Lord Davey—I confess that in the course of the argument I had some doubt whether the order which is appealed from could be supported or not, but reflection has satisfied me that the decision of Bucknill, J., affirmed by the Court of Appeal, is correct. It appears to me that the certificate in question follows the terms of section 22 of Table A in the Companies Act 1862. I will remark that, if it is in accordance with section 22, no question of ultra vires can be raised, because it would be ridiculous to say that what is prescribed by an Act of Parliament, agreeing with other articles of a company formed under that Act, could be ultra vires. The question really, as it appears to me, turns upon the construction of a few words in section 22—namely, what is meant by saying that the purchaser from the company of a forfeited share is “to be deemed to be the holder of such share, discharged from all calls due prior to such purchase.” Does that mean that he is to be discharged from the liability to pay the amount of calls already due, or does it really mean that the demand which has been made is no longer to affect the title to his shares? The words rather favour the former construction, because they are “discharged from all calls due.” Now, what is due is the amount of the previous call—not the demand itself; the demand is not due, but the amount of the previous call is due. But if I look at the whole section, and the context in which it is found, and also at the nature of the transaction, I think that the meaning must be that the holder of the share as such is to be discharged from any liability under the previous demand. The reason why I say so is this. In the first place, the purport of section 22, and the effect of it, and, as you see if you read the whole of it, the intention is to give the holder of the purchased share

Page: 869

a good title—that is to say, a clean title—to the share which he purchases unaffected by the proceedings which had previously taken place arising out of the nonpayment of the previous demand. He is to have a clean title unaffected by the fact of the previous call having been made, or, in other words, I think that the effect is that so far as the purchaser and any holder from him of that share are concerned they are to be in the same position as if that prior call had never been made. But that is a mere question of completing and perfecting the purchaser's title, and it does not appear to me to affect the question of what it is that he purchases. Now, what is it that he purchases? Upon this certificate there can be no doubt what it is that he purchases—namely, a 5s. share on which 3s. 4d. only has been paid—and therefore the holder of that share, under the Act of Parliament and the previous clauses (I think that the sections are sections 4 and 6) in Table A, will be liable to pay the extra 1s. 8d. Whether the company could make a contract to relieve him from the payment of that 1s. 8d. is, I think, hardly doubtful. They could not do so unless they were expressly authorised. Now, there is nothing in section 22, as I read it, which authorises the company to relieve him from the payment of that 1s. 8d. Therefore the result is this, that the purchaser purchases the shares talis qualis—that is to say, shares upon which 3s. 4d. only has been paid up. He is relieved from any liability under the previous demand or call which has been made by the company, and from any consequences of not complying with that call, but the holder of them is subject to any call which the company may properly make. He holds his shares in all respects as if those previous calls had never been made by the company, and with this consequence, that the company, quoad these particular shares (I am speaking only of the forfeited shares which are the subject of the purchase), is at liberty to make another call calling up the money over again. Therefore I think that the order appealed from should be affirmed.

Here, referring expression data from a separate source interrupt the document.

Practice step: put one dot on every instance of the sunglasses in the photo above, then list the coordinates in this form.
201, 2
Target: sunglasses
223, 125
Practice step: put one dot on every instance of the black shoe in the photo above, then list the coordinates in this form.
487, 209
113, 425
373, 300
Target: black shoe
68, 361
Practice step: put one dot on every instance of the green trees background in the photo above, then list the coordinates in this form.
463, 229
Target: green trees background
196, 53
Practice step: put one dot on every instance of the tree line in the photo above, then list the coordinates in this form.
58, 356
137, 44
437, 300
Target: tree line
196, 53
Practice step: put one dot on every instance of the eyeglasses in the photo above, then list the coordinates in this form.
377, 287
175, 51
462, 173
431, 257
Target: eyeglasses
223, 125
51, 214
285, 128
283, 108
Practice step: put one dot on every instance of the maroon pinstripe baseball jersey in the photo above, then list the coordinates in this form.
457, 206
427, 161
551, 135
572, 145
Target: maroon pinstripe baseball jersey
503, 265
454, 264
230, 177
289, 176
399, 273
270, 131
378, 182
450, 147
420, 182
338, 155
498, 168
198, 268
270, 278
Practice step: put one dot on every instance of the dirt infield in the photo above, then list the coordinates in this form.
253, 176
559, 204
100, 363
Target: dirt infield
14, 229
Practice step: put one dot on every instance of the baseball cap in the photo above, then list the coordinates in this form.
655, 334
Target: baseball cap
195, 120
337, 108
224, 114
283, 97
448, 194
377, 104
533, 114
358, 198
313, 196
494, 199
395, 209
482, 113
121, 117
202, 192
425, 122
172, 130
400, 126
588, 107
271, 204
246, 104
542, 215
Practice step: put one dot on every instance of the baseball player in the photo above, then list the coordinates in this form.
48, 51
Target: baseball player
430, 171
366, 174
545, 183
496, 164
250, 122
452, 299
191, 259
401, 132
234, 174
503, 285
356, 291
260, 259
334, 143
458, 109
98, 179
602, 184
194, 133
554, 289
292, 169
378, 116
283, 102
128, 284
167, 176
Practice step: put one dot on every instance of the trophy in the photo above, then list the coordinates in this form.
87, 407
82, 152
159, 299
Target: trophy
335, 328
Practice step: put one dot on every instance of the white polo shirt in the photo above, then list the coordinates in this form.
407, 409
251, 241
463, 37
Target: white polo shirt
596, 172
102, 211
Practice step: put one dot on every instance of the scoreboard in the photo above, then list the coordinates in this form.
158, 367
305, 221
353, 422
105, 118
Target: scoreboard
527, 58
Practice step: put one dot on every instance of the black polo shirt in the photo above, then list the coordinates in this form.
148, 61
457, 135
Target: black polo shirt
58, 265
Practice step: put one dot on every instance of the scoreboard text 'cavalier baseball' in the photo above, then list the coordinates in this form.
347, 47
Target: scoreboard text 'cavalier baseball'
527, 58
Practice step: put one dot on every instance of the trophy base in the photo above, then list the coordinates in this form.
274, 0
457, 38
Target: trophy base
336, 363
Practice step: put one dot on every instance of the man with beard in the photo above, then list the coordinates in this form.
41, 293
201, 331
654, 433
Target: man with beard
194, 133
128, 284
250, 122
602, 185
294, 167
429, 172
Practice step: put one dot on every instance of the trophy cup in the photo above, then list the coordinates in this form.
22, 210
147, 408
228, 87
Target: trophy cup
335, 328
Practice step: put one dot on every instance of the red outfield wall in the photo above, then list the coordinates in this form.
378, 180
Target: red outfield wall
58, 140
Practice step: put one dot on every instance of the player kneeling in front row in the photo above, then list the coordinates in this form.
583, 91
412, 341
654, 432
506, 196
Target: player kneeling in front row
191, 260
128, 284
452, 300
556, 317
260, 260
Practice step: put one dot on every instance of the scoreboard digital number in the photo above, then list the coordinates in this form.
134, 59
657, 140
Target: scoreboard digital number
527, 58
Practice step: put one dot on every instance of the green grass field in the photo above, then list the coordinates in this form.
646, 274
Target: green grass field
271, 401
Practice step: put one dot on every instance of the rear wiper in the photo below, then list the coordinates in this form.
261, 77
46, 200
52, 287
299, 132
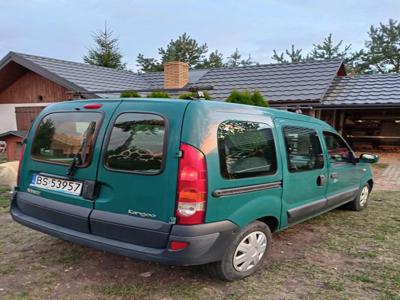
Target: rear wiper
81, 154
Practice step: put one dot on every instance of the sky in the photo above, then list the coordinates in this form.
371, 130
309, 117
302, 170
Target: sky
64, 29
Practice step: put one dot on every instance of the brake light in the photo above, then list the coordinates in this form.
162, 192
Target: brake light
192, 187
176, 246
21, 156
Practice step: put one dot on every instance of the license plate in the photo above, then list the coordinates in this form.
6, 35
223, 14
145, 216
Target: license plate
57, 184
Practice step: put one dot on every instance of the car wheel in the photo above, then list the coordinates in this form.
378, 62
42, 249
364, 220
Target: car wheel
361, 200
244, 255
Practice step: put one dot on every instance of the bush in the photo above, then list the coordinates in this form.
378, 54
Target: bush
192, 95
246, 97
158, 95
130, 94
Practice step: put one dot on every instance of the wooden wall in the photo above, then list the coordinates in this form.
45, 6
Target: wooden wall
29, 87
25, 116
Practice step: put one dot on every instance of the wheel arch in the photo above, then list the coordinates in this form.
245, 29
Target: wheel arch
271, 222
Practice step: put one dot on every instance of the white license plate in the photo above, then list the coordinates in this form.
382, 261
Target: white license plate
57, 184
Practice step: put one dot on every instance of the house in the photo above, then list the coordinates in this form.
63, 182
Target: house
365, 108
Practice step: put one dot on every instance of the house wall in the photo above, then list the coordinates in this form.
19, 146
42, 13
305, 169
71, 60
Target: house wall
8, 119
30, 87
24, 98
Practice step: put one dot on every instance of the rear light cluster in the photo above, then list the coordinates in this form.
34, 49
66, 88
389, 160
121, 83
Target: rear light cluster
21, 156
192, 187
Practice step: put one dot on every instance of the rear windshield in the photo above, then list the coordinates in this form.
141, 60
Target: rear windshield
60, 136
136, 143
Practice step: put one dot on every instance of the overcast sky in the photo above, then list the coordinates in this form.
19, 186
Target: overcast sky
63, 29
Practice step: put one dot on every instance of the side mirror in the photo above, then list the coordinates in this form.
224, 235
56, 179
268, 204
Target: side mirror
368, 158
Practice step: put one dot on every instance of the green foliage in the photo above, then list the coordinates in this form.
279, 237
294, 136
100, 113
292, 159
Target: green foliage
106, 53
382, 53
184, 49
246, 97
235, 60
292, 56
193, 95
148, 64
130, 94
329, 50
158, 95
258, 99
214, 60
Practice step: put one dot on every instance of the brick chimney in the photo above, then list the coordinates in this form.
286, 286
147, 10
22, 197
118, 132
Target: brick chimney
176, 74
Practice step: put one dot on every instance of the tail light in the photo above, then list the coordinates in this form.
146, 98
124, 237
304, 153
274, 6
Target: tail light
21, 156
192, 187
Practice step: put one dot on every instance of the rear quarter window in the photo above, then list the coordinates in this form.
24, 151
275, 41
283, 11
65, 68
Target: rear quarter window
136, 143
246, 149
59, 136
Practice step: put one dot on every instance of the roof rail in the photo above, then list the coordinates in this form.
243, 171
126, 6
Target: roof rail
184, 89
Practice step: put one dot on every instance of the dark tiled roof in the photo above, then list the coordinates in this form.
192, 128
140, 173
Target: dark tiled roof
19, 133
276, 82
364, 89
79, 75
299, 82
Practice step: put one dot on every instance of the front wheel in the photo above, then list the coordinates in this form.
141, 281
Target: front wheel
245, 254
361, 200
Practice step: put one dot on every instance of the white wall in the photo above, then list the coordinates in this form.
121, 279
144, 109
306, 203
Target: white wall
8, 120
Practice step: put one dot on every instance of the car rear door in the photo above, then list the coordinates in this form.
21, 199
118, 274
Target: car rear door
344, 175
55, 138
138, 173
304, 170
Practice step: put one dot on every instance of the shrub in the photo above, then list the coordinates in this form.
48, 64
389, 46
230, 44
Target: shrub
194, 95
130, 94
158, 95
246, 97
258, 99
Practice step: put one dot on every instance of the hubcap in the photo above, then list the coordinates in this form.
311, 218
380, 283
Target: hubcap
250, 251
364, 195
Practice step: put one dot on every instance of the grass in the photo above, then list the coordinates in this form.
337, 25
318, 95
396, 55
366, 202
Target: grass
339, 255
4, 199
3, 158
380, 165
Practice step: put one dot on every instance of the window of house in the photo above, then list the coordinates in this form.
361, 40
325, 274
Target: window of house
303, 149
246, 149
136, 143
337, 148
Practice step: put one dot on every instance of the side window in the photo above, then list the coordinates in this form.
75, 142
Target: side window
303, 149
136, 143
246, 149
337, 148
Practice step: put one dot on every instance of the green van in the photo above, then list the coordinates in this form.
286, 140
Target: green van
183, 182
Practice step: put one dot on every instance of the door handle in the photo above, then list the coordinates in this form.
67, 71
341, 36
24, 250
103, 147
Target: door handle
321, 179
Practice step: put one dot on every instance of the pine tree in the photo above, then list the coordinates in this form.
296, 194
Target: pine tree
235, 60
214, 60
184, 49
328, 50
382, 53
289, 56
106, 53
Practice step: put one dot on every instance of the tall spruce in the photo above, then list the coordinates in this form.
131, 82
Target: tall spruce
382, 54
106, 53
289, 56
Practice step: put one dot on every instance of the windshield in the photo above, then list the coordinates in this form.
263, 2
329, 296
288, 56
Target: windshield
59, 136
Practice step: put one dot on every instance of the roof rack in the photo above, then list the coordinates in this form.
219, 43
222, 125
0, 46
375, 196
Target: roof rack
192, 89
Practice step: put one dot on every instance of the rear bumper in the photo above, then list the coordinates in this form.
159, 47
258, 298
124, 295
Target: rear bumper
207, 242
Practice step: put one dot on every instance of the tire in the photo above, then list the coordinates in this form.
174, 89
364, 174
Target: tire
231, 267
361, 201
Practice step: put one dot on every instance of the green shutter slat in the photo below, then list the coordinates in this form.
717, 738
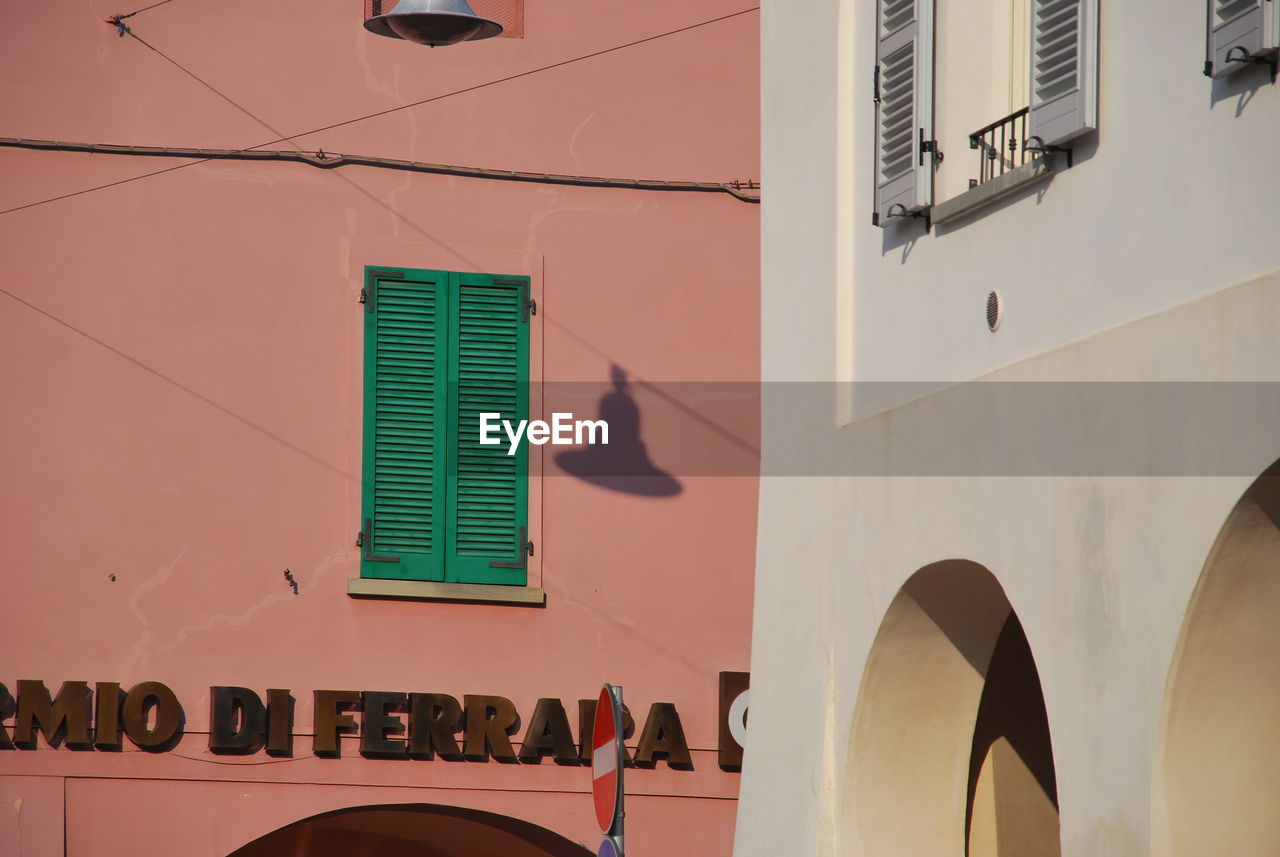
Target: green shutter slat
488, 490
405, 397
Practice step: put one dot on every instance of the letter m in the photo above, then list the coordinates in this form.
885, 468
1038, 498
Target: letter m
65, 716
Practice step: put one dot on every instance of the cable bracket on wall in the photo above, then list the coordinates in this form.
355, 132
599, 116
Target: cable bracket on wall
1246, 56
1041, 147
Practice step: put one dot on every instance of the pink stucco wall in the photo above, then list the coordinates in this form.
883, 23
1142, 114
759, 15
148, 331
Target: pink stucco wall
181, 363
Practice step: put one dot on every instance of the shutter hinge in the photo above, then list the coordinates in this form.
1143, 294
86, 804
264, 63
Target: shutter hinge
524, 545
929, 146
371, 276
1270, 60
365, 539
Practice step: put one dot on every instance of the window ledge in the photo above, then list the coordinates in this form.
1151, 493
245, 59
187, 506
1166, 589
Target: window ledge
364, 587
992, 191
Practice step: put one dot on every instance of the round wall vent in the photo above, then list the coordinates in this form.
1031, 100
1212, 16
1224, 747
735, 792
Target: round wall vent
995, 311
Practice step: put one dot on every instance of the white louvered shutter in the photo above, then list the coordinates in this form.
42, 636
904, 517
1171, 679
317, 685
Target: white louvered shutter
1064, 55
1234, 24
904, 115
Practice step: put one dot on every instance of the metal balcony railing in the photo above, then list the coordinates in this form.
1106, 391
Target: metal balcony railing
1001, 146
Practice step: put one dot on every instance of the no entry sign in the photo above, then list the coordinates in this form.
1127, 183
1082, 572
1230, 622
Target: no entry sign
607, 760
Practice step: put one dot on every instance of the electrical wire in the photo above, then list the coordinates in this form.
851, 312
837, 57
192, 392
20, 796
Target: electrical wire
329, 160
282, 138
138, 12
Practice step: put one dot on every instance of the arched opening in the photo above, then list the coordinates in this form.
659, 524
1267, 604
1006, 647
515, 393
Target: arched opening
1219, 771
951, 751
411, 830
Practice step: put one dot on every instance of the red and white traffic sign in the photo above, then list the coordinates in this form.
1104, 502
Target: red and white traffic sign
607, 760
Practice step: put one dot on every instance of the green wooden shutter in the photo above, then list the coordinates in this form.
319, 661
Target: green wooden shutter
488, 494
403, 449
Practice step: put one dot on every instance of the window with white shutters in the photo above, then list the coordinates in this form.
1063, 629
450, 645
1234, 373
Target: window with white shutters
904, 99
1014, 90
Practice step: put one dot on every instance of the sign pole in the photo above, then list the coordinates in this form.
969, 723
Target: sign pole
616, 691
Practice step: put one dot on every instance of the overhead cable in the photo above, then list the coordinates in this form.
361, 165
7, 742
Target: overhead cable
329, 160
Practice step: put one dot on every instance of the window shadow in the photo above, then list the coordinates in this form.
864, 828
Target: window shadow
1242, 86
622, 464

Lord James of Hereford—At first I confess that I shared the doubts to which Lord Davey has referred as having been entertained by him, but as the case proceeded it seemed to me that the conclusion which has been now stated by him was perfectly accurate. The question is really contained in the last words which he has uttered. It was contended at the Bar, as I understand, that the company had no power to make a second call on the shares which had been forfeited. It seems to me that it is in that statement that the fallacy lies. I can see no reason why, when the shares have been forfeited, and no call has been received on them, the power of the company should be taken away, and it should be prevented from obtaining the amount that may be necessary to put it in funds for carrying on its business by making a second call. The non-payment of a call cannot be equivalent to the receipt of it in any shape or form. That being so, there is nothing injurious to the public interest, and nothing contrary to the equities existing betweeen the parties, in this call being made and enforced against the present appellants.

Lord Robertson—I entirely agree.

Lord Lindley—I am of the same opinion.

I am not surprised at this certificate being construed in different ways by different people, but in order to understand it one must understand the subject-matter to which it relates. It is said that a forfeited share is like a table or a chair or any other property which the company has at its disdisposal. It is nothing of the sort. A forfeited share, which is either sold or reissued, or parted with with a view to future use, is a share in the company, which involves a great deal. But the short answer to the appellants' case appears to be this. Nobody who knows anything at all about companies and shares, and the forms of documents which are in use in business, would dream of taking this certificate as a certificate for a fully paid-up share. It is nothing of the sort; it tells you that it is nothing of the sort; it tells you how much is paid; it tells you what is not paid; and then it goes on to say that the person who takes this share is to be “discharged from liability for all calls,” which means that there is to be no liability on this share. The holder is not to be liable for the 1s. 8d.; that call, so far as he is concerned, does not affect it. But it tells him in language which I do not say is so plain that it cannot be misunderstood, because evidently it has been misunderstood, that he has become the holder of a share not paid up in full. Now, what is the liability of the man who takes that? It is to pay calls as and when they are made. Then it is said, “You cannot make two calls.” If you look at article 4 you will see that they are asking the House to put a construction upon it which has never been put upon it yet, so far as I know, and one which would not work in practice at all. What would be the result if under a certificate of this kind, or proceedings of this sort, the company were endeavouring to raise more than 5s. per share, I do not know, but that point is not raised. I can conceive that there might be difficulties then. But, as I understand it, they have given credit to these gentlemen for the money which they have actually got from the previous call; therefore this point is not raised. They are not attempting by this machinery to raise more money per share than they were authorised to raise by the Act. I have no doubt myself that the decision is quite right, and that this appeal ought to be dismissed.

Judgment appealed against affirmed and appeal dismissed.

Counsel:

Counsel for the Plaintiffs and Respondents— Sir R. Reid, K.C.— A. T. Clauson. Agents— Sanderson, Adkin, Lee, & Eddis.

Counsel for the Defendants and Appellants— Haldane, K.C.— A. T. Lawrence, K.C.— C. C. Scott. Agents— Dale, Newman, & Hood.